Du sagst, in Amerika sind die Sportler größer als der Klub. Ändert sich das nicht mit der Social-Media-Power, die jeder Spieler hat. Ein Cristiano Ronaldo hat jetzt eine Milliarde Follower. Das ist doch Macht.

Ich glaube, es shiftet. Einige Fußballer hier sind auch krass. Aber in Amerika stechen die Superstars mehr heraus. Im Fußball wird alles auf elf Leute verteilt, was der Unterschied ist zu den Sportarten in den USA. Da kannst du mit zwei, drei guten Spielern im Team alles dominieren. We­nige Spieler haben mehr Einfluss auf den Erfolg und können somit entscheiden. Bei uns ist das anders, der Verein ist der Stamm. Es ist das System, das es nicht so zulässt.

Inwiefern?

Es gibt viele Themen, für die sich die Fußballwelt aussprechen muss. Jeder wird angegriffen, wenn er eine andere oder auch einfach keine Meinung hat. Ich möchte auf jeden Fall infrage stellen, dass man zu allem eine Haltung haben muss, die vorgegeben wird, die eigene Meinung aber nicht akzeptiert, die persönliche Situation nicht respektiert wird. Manchmal fehlt einem das notwendige Hintergrundwissen oder vielleicht auch einfach das Interesse, um eine klare Haltung zu haben. Dennoch wird erwartet und gefordert, dass man sich dafür ausspricht und alle Movements unterstützt, vor allem im Sport. Das hinterfrage ich. Wenn jemand sich für ein Thema stark machen oder gegen ein Verhalten aussprechen möchte, ist das gut und wichtig. Das kann jeder für sich entscheiden. Ich muss aber nicht immer ein Part davon sein, nur weil ich Fußballer bin. Auch hier geht es um Individualität.

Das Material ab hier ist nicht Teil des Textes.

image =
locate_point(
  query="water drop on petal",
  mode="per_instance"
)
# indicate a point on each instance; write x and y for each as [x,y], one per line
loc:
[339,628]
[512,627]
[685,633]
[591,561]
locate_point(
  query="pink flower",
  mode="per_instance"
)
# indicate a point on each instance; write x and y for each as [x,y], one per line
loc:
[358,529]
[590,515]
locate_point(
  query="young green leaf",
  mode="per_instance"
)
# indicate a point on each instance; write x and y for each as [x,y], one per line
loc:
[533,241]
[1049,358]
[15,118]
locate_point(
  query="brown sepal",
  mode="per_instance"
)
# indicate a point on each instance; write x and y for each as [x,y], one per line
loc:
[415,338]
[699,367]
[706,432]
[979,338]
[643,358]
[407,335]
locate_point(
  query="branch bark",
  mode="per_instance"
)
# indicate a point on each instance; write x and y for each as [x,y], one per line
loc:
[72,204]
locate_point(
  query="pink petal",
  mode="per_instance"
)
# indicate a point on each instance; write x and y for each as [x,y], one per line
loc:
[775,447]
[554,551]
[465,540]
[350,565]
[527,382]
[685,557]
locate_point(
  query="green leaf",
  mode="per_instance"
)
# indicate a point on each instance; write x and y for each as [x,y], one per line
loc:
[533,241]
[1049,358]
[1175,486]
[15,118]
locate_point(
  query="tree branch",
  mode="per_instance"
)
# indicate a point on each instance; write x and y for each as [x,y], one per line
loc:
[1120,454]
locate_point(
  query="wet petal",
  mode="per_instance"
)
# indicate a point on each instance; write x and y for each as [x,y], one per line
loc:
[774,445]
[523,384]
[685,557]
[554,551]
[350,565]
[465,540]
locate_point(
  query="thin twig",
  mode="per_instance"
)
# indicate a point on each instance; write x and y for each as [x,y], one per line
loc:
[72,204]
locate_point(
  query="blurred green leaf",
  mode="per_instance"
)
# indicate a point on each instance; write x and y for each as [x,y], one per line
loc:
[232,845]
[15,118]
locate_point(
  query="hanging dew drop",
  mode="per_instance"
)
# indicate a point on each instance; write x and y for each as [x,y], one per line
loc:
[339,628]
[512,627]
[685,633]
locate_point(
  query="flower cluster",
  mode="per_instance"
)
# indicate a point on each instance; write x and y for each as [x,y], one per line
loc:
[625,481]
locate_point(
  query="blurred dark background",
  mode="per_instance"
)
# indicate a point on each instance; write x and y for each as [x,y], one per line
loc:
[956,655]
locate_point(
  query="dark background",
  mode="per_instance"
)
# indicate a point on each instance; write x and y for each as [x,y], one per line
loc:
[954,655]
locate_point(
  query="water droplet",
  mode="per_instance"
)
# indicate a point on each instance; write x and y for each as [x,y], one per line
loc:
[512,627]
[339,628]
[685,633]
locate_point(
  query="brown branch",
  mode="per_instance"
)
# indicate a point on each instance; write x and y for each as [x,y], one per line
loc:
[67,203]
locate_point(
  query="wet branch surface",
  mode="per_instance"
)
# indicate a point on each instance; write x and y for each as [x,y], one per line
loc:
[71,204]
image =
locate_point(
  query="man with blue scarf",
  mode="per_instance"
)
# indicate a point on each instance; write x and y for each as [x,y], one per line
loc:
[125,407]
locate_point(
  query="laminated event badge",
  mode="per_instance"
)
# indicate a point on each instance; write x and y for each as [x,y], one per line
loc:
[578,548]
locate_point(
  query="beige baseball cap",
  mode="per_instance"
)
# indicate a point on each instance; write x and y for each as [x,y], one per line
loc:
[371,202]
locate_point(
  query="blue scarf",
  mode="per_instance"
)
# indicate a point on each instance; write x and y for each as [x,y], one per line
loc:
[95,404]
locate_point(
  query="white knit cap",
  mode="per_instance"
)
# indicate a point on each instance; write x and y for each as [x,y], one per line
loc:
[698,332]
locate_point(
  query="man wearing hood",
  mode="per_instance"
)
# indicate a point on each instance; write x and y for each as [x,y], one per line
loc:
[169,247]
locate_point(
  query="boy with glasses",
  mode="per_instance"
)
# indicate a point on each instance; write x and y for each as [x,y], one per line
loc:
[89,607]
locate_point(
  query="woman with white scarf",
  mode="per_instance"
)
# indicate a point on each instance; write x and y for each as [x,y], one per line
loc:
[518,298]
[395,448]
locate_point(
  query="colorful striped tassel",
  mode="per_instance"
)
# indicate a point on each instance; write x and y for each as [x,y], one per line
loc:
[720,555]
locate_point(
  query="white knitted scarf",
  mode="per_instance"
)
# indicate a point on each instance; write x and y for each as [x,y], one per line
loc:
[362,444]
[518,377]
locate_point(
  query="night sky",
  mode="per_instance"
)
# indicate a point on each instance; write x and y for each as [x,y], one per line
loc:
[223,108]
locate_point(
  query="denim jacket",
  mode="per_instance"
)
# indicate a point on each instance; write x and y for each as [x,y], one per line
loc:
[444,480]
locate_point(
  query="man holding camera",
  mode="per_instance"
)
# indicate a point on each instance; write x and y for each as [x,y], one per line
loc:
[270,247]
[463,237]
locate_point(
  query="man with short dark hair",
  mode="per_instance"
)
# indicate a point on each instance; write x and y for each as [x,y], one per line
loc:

Sprechen wir mal über die Leute, die du feierst. Designer Rick Owens.

Mein favourite Designer. Ich liebe alles, was er macht. Das Extravagante. Er zieht seinen Stil durch. Ich kaufe vielleicht zu viel von ihm – that’s my problem.

LeBron James, der King der NBA.

Ich hatte das Glück, ihn persönlich kennenzulernen in Berlin, das war megacool. Er hat sich für uns die Zeit genommen, wir haben gegessen, Drinks gehabt. Es ist krass, wie fokussiert er auf seinen Job ist, auf seine Charity und wie er sich dafür einsetzt. Sein Leadership-Mindset, das finde ich einfach sehr beeindruckend bei ihm. Ein Natural Leader, Natural Killer.

Kannst selbst du dir da noch was abschauen?

Safe! Leadership, Fokus, Wille. Es ist immer schwer, Sportarten zu vergleichen.

Aber sein Mindset, sein Training, seine Recovery, einfach seine Professionalität. Dieser Wille, immer gewinnen zu wollen, immer mehr zu wollen, länger ein part of the game zu bleiben. Das sind definitiv Dinge, die sich jeder abschauen kann.

A$AP Rocky?

Meine Fashion-Icon. Seine Musik mochte ich erst nicht so sehr, jetzt mag ich sie umso mehr. Ich liebe seine Wandelbarkeit. Bei mir gibt es auch verschiedene Phasen, nicht nur einen Style. Mal chic, mal cool, je nach Anlass und Gefühl. A$AP fasziniert mich, er hat einfach einen gewissen Swag. That’s it.

Interessant, dass er die Genres sprengt. A$AP Rocky kommt aus der Musik, jetzt hat er seine eigene Fashion-Brand. Pharrell Williams macht es bei Louis Vuitton auch.

Ja, das sind echte Gamchanger. Definitiv. Das ist bei uns im Fußball noch schwierig. Dadurch, dass die beiden individuelle Künstler sind, können sie das machen. Wir Fußballer sind ja auch Angestellte eines Vereins und somit weniger flexibel während unserer Karrieren. Wenn ich mir eines aussuchen könnte, wäre ich auch Künstler, damit ich machen kann, was ich will. Safe.

Du bist 29, du hast ja noch Zeit. Vielleicht in deiner nächsten Karriere.

Ja, klar, ich mach ein Rap-Album. Mit 40.